The initial focus at the Dutch hospital was for tracking hospital equipment. Beds, incubators, infusion pumps are among the many items that go missing, even in the best-run hospitals. Locating lost gear is a drain on staff time, distracting from the central task of patient care. IoT track/trace modules can be attached to anything. Location data can also be used for stock control, for example alerting staff when stocks are low. Sensors can alert staff to things like the need for towel replenishment in washrooms, or liquid spilled on the floor.
By using the mesh network, an unlimited amount of assets can be added or removed without network maintenance. Asset tags simply reroute the information. In addition, there is the option to use historical data to further optimise the flow of assets. Heatmap apps enable visualisation of congestion points, alerting to problem areas like hallways.
Smart lighting and switches
Light is an important aspect in patient well-being and staff productivity, as well as responsible energy consumption. The IoT solution encompasses a connected, intelligent lighting system that combines low-latency operation for light control with the high data rate network to capture information from various sensors. Sensors capture key data about their surroundings, such as occupancy, motion and air quality. They can last for years within this network thanks to the ultra-low power mode of connected devices.
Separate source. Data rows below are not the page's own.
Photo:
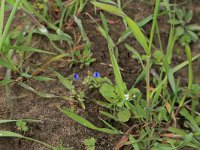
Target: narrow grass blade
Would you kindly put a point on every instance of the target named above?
(138, 34)
(8, 24)
(108, 7)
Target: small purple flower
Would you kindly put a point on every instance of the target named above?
(96, 75)
(76, 76)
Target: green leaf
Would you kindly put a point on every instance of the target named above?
(124, 115)
(179, 31)
(108, 7)
(108, 92)
(193, 27)
(186, 141)
(134, 143)
(138, 34)
(7, 63)
(191, 120)
(67, 83)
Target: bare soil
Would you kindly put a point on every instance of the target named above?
(55, 126)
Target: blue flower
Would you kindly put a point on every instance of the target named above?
(76, 76)
(96, 75)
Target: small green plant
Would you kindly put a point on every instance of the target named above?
(90, 143)
(75, 94)
(83, 58)
(22, 126)
(185, 31)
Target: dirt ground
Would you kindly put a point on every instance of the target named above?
(56, 127)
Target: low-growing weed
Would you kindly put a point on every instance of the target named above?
(90, 143)
(22, 126)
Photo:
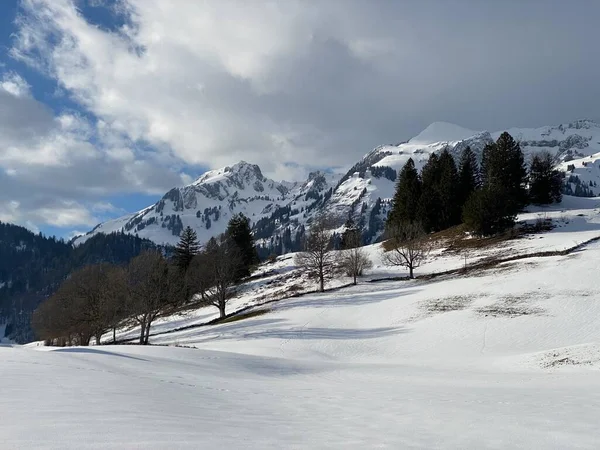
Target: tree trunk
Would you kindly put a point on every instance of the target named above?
(147, 338)
(142, 333)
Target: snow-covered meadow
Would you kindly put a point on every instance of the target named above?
(503, 357)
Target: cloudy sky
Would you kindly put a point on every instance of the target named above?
(105, 105)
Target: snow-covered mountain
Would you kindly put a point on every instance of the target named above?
(280, 211)
(209, 202)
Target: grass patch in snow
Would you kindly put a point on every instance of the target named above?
(454, 303)
(512, 306)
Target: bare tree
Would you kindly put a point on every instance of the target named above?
(317, 258)
(221, 261)
(153, 288)
(84, 306)
(354, 259)
(408, 246)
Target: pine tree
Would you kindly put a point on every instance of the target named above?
(493, 208)
(485, 214)
(468, 175)
(545, 182)
(186, 249)
(503, 168)
(238, 229)
(450, 208)
(351, 235)
(406, 198)
(429, 200)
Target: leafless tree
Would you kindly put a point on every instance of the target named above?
(408, 246)
(318, 258)
(85, 305)
(196, 277)
(353, 259)
(153, 290)
(221, 260)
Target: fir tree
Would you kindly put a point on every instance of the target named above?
(406, 198)
(468, 175)
(447, 188)
(186, 249)
(503, 169)
(545, 182)
(485, 214)
(429, 200)
(238, 229)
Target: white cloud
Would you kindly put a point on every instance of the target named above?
(15, 85)
(317, 84)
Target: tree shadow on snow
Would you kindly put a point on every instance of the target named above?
(94, 351)
(312, 333)
(346, 298)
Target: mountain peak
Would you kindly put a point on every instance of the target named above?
(442, 132)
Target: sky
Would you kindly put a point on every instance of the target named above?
(106, 105)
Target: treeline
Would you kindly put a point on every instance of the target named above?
(486, 197)
(32, 267)
(102, 297)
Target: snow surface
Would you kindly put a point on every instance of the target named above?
(440, 132)
(242, 187)
(507, 357)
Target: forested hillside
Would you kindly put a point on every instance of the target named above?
(32, 266)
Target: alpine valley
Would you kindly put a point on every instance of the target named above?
(280, 211)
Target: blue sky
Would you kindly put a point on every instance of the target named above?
(106, 105)
(43, 89)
At Dutch hospital, smart LED lighting fixtures act as anchor nodes in the mesh network, through which the battery-powered mobile tags communicate their positions. This solution proved no more expensive than a normal LED lighting upgrade. Being mains-powered, the lighting provides a very low latency network that makes it simple to extend the scope of IoT applications running on it.
By integrating energy-harvesting wireless switches, the energy produced by pressing the button is enough to make switch the light or make a call for assistance, a bed, or any other function. As a bonus, the lighting offers extra functionality such as daylight compensation, smart grouping and lighting plans based on presence or personal preferences. Presence sensors provide occupancy data enabling further efficiency savings.
Guiding patients and staff is another significant challenge in large hospitals such as the Dutch children’s hospital. Navigation is currently offered through photo-based wayfinding. However, including beacons in the IoT mesh enables nodes to transmit standard Bluetooth beacon messages to indoor mapping and navigation apps. The mobile application gives users accurate positioning in real-time on their mobile phone, along with wayfinding and turn-by-turn navigation.
For the Dutch hospital, this is just the start of the journey. Many hospitals worldwide will be watching – and looking to IoT solutions themselves.